Domestically, things are also improving. We are slowly but surely getting through the immense list of things left to finish off on the house. It’s funny, but as soon as you start living in the space you’re working on, the pace changes. Obviously. There is waxing of wood to do, and things like carpet-edging to fit in doorways. Quercus has just put some panel pins in the shelving for me, so that I could put up the autumnal felt bunting that I made last year, and we’ve managed to get the books all sorted; slowly but surely, the house becomes ours once more, after months of living in just the kitchen, surrounded by boxes of our things, all packed away for the duration of the renovation work. I am rereading ‘Catch-22′, having found my rather dog-eared copy when unpacking; I had forgotten quite how amusing it is, but am enjoying rediscovering it, and remembering why it’s long been in my top five.

I am still struggling to get to do things with the children in the afternoons. Since I’ve been back at work, I never seem to be in one place quite long enough, and while I mean to do all sorts of interesting things when Hero gets home from school, or indeed on the afternoons when she hasn’t been, too often this dissolves into perhaps some baking, or time spent pottering in the garden. In theory, we’re making watercolour birds and perhaps doing some felting, but in fact, we’re just not, really. I hope that once we finish off all the niggles with the house, there will be more brain space and energy for such diversions; for now, half of the arty-farty supplies involved are in a chaotic bag under the kitchen table, and just the very thought of fighting my way through that puts me off…. Roll on completion, or something. Or is that one of those things like thinking you’ll know what you’re doing when you reach a certain age, I wonder, and will I still feel a bit knackered and a bit too tempted to just think ‘fuck it’ for ever?

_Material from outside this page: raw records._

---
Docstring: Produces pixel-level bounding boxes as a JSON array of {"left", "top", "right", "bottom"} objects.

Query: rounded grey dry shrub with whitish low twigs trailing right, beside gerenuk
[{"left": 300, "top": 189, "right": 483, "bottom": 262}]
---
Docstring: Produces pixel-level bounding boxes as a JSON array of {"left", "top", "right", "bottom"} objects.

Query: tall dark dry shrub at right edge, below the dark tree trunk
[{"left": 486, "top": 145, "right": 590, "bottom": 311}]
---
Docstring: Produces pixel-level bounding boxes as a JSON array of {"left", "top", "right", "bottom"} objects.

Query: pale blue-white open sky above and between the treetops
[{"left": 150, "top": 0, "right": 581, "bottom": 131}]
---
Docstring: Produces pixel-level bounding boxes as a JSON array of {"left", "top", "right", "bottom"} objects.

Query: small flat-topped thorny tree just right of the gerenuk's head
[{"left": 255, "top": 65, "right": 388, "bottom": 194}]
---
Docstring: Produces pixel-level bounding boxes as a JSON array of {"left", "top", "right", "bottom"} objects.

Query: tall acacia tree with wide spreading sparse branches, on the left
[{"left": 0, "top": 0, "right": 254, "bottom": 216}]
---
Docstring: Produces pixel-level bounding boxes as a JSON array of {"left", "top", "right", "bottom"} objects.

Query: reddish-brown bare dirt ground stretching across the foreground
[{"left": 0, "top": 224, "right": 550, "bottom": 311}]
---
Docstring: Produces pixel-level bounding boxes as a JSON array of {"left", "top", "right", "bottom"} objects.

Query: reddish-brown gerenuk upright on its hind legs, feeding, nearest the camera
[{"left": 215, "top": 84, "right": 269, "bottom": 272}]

In which there is much gloating.

Sunday, 7 October, 2012

Some time ago, and indeed many times ago, I mentioned how miserable I have felt about my weight, ever since I was about, oh, twenty-two. I said all the usual guff about how I ought to lose some weight, and how I’d do it sustainably, and how it would take ages but I’d need to be disciplined about it, and not eat shitloads of chocolate.

And then I did fuck-all about it, for fucking ages.

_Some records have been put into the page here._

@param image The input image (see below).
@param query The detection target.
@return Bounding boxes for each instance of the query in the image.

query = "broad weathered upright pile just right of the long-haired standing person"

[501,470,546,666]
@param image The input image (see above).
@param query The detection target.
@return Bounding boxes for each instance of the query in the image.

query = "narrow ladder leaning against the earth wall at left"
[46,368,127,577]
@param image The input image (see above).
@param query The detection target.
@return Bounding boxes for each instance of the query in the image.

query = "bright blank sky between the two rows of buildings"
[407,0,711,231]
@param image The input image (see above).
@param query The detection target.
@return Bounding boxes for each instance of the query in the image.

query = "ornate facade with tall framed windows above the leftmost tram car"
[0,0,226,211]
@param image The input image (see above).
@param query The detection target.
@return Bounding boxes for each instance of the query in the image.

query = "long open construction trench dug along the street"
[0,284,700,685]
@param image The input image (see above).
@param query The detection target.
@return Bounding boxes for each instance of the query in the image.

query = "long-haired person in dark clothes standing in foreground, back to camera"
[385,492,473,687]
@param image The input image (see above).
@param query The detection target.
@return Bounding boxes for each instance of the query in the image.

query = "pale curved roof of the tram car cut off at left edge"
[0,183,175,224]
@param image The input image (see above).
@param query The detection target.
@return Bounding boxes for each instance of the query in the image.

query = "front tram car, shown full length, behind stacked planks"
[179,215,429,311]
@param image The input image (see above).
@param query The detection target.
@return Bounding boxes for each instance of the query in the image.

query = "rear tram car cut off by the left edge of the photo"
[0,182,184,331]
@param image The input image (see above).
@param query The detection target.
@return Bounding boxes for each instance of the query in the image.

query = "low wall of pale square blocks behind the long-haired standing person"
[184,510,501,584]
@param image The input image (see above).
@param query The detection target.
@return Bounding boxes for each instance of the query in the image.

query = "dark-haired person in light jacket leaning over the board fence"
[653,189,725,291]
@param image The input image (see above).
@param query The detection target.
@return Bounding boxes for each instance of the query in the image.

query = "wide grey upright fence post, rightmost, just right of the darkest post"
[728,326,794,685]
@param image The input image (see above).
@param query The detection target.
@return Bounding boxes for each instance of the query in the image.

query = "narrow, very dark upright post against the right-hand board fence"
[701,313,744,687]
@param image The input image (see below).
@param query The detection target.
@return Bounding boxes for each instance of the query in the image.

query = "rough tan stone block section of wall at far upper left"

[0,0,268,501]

And then I had a fit of the guilts about the fact that I was going to visit all my mother’s difficulties with weight and the negative body images that went with it upon my small daughters, so that they in turn could find themselves overweight and underhappy.

And then I went back to work after Mirth’s first year, and decided that enough was enough.

So I lost 14kg.

Partly through just fucking eating less, and partly through developing a healthy if somewhat obsessive relationship with the stairs in the buildling in which I work, all nine floors’ worth.

And so I find myself thinner than I have been since I was a teenager. Wearing size twelve jeans. And calf boots which actually do up.

It is not obligatory to reenact the things your parents did, it seems, after all.